Autre « pièce » clef dans le répertoire zornien, Cobra n’est pas une composition mais un dispositif de jeu qui permet d’improviser en grande formation sans avoir une structure de morceau préalablement établie (Zorn les nomme « Game Pieces »). C’est un ensemble de signes de main ou bien des cartes, que les joueurs ou un « prompteur » à leur tête, montrent à tous les musiciens afin d’infléchir le jeu collectif, de le parasiter, ou de le morceler en petites unités d’instrumentistes. Et musicalement, cela donne quoi, me direz-vous ? Hé bien, quelque chose d’assez anarchique voire de franchement chaotique, désarticulé par endroits, mais qui peut aussi comporter de beaux moments d’interaction. Cobra est davantage un mode de jeu destiné à l’improvisation collective en concert qu’un objet musicalement fini. Pour concevoir cette sorte de « Monopoly » hystérique pour improvisateurs, Zorn a puisé son inspiration autant dans les sports populaires (baseball, hockey…) que dans des stratégies de guérilla, mais aussi dans les préceptes de John Cage sur l’aléatoire musical et le lâcher prise du compositeur. Cobra est donc, plus qu’une œuvre, un moment d’invention, fascinant à défaut d’être entièrement compréhensible et toujours audible, et les albums qui le joue en enregistrent le témoignage. Bien évidemment, Cobra a eu une incidence sur les autres albums, car à chaque fois qu’il est question d’insérer des moments d’improvisation ou tout simplement de diriger les musiciens, les techniques de jeu par signaux ont pu être réutilisées.
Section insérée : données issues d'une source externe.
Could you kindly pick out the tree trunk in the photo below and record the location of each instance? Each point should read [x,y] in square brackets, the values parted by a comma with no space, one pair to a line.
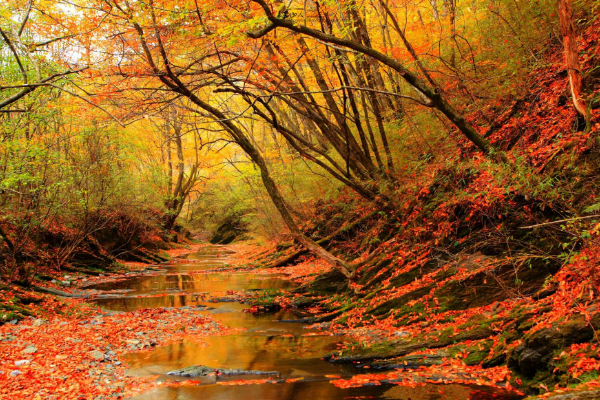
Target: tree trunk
[567,28]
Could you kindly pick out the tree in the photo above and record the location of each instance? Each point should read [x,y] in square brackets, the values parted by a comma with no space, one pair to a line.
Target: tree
[433,97]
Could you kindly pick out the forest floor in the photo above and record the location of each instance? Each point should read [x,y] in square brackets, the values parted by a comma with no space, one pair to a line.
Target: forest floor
[67,348]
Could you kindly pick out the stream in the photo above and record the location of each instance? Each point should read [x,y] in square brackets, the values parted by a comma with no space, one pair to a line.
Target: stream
[269,343]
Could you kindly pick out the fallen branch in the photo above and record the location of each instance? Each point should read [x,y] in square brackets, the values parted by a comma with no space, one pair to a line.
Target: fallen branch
[559,221]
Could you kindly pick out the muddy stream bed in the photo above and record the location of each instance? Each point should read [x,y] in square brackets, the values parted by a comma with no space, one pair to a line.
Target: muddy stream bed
[268,343]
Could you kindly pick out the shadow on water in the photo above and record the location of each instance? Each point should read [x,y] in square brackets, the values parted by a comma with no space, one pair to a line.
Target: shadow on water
[267,344]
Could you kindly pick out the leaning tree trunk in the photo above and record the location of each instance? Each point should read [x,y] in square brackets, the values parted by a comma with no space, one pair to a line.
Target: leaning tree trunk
[567,28]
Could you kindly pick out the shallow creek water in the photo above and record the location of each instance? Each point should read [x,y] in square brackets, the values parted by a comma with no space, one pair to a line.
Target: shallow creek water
[268,343]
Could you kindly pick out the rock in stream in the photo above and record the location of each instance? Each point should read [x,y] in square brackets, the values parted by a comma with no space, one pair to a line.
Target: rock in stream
[202,370]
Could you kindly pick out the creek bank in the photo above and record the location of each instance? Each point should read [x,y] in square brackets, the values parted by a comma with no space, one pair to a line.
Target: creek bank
[202,370]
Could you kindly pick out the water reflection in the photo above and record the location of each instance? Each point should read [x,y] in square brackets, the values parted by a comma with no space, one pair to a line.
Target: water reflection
[267,344]
[321,390]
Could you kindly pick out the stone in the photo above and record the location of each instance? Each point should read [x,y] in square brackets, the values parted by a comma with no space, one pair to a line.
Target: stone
[530,361]
[97,355]
[202,370]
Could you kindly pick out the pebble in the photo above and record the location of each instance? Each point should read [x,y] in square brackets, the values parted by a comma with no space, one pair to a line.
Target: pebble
[97,355]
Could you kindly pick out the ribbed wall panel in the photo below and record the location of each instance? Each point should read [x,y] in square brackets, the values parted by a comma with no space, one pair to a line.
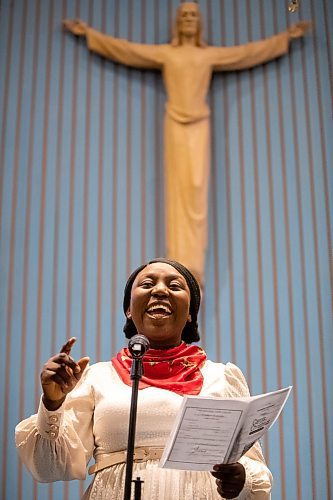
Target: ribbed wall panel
[81,186]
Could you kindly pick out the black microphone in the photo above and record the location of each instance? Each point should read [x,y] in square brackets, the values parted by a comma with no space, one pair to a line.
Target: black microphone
[138,345]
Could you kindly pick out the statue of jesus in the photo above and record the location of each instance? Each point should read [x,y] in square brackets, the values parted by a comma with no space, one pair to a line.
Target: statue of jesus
[187,64]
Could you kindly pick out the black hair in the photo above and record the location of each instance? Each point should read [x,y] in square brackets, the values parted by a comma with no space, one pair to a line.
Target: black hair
[190,332]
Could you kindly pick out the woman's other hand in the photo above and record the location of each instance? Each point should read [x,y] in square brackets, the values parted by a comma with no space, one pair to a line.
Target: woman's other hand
[299,29]
[230,479]
[60,375]
[76,26]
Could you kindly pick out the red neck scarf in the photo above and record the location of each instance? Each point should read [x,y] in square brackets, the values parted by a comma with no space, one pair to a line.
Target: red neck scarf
[176,369]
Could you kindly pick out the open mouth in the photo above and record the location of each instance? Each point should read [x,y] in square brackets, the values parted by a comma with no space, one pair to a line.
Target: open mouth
[158,311]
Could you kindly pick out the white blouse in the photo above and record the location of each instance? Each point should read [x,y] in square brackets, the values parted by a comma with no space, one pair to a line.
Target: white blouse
[93,420]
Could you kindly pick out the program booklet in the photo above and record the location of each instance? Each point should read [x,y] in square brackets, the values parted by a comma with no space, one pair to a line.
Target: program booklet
[210,431]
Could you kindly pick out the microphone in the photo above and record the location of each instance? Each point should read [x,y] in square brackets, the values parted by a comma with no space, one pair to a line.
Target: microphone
[138,345]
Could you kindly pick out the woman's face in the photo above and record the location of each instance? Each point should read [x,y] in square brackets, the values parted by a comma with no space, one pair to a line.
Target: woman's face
[160,304]
[188,20]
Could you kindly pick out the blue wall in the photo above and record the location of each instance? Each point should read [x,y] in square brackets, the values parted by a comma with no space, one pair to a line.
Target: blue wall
[81,186]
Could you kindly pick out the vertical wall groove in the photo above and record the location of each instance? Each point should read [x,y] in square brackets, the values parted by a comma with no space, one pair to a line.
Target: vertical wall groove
[12,254]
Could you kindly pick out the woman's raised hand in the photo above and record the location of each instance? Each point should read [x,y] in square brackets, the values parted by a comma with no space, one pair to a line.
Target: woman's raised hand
[60,375]
[76,26]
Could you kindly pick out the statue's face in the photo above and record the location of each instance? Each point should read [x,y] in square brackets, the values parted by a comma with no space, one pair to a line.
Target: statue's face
[188,20]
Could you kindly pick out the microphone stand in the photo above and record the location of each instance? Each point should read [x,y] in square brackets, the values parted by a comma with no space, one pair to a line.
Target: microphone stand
[136,374]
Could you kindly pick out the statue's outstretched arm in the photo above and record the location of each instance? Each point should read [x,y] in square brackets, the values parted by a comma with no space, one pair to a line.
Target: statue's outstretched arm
[137,55]
[251,54]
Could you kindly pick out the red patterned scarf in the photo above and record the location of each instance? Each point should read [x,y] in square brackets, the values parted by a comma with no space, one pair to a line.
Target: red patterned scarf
[176,369]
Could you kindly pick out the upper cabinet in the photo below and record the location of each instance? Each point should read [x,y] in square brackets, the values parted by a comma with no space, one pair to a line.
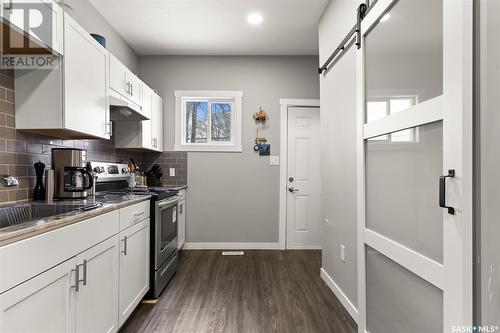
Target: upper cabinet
[46,35]
[71,100]
[157,122]
[124,82]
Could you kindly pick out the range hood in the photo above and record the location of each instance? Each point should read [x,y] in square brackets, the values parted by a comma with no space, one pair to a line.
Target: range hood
[122,109]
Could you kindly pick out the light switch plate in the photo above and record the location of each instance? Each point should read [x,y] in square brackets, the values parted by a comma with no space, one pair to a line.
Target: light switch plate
[274,160]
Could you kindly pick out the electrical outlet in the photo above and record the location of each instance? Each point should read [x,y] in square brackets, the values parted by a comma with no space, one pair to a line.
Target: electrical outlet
[342,253]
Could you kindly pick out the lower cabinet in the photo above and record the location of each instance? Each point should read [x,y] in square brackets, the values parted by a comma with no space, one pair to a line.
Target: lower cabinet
[46,303]
[93,291]
[96,300]
[134,268]
[181,220]
[79,295]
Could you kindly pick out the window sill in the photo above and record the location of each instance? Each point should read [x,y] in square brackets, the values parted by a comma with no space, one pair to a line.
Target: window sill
[209,148]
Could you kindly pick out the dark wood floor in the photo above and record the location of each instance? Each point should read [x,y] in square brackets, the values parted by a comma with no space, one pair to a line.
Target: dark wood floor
[262,291]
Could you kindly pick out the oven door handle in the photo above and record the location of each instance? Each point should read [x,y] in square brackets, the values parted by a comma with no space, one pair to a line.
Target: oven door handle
[166,203]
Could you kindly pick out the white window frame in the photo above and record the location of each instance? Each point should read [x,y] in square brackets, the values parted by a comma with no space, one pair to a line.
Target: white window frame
[232,97]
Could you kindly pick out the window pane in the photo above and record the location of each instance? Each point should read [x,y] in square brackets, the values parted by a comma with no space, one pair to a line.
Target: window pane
[402,192]
[376,110]
[221,121]
[403,55]
[196,122]
[400,104]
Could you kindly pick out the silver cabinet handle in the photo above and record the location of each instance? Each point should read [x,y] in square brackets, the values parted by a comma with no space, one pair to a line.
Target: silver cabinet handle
[77,278]
[124,245]
[107,128]
[84,272]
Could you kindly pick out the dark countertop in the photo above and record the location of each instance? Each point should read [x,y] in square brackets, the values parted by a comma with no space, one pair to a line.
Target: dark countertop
[32,228]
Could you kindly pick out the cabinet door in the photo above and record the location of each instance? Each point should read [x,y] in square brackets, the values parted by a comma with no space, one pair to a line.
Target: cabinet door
[134,267]
[147,109]
[136,88]
[42,304]
[157,123]
[97,298]
[182,223]
[86,75]
[118,77]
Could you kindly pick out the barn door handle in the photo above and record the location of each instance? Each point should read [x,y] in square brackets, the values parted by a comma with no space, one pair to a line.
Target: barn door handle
[442,191]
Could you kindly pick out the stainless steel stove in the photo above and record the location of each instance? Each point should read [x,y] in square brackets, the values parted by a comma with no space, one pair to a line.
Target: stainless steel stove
[113,181]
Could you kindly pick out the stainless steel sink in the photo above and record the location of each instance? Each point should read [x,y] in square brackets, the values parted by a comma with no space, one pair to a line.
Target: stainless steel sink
[31,211]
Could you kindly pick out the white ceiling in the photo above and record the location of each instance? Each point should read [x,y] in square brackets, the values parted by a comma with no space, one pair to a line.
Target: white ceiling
[215,27]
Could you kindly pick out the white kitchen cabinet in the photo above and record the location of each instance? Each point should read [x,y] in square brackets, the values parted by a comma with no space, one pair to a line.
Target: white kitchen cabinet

Mickey Spillane & Cie, The Bribe (1986-1998) une fiction pleine de Pulp
Ces « bribes » sont issues d’un remontage des chutes des enregistrements d’une fameuse pièce de Zorn, Spillane (en hommage à l’écrivain de romans policiers Mickey Spilane, inventeur du personnage de détective privé, Mike Hammer). Durant l’écriture d’une pièce instrumentale dédiée au cinéaste franco-suisse Godard, Zorn a inauguré une méthode de composition par fiches (les « file cards pieces »). Il s’agissait pour lui de noter toutes les idées ou les passages musicaux qu’il aimerait intégrer à sa composition, et d’obtenir celle-ci, en montant chaque événement, plus ou moins écrit ou improvisé, sans chercher à atténuer l’effet de collage découlant de ces juxtapositions. Succession de climats sonores, moments narrés, les compositions par fiches de Godard à The Bribe, ont un aspect éminemment cinématographique : faux raccords, emballements rythmiques et impromptus burlesques…. On doit l’avouer, même si Godard et Spillane sont célébrées pour leur valeur historique (un peu à la manière de Cobra) et qu’elles demeurent des pièces très fascinantes, leurs écoutes ne sont pas toujours très aisées. Ce n’est pas la musique qui est en cause, car elle n’est ni difficile ni hermétique, mais plutôt la densité de ces pièces « montées », et la voix parfois curieuse du narrateur (celle de Zorn imitant Godard, nasillarde, stridente, et d’un français peu compréhensible, détonne un peu sur la composition dédiée au réalisateur franco-suisse). The Bribe, qui a été élaborée à partir des séances de studio faites pour Spillane, est, tout en gardant les mêmes principes, d’une composition un peu plus digeste.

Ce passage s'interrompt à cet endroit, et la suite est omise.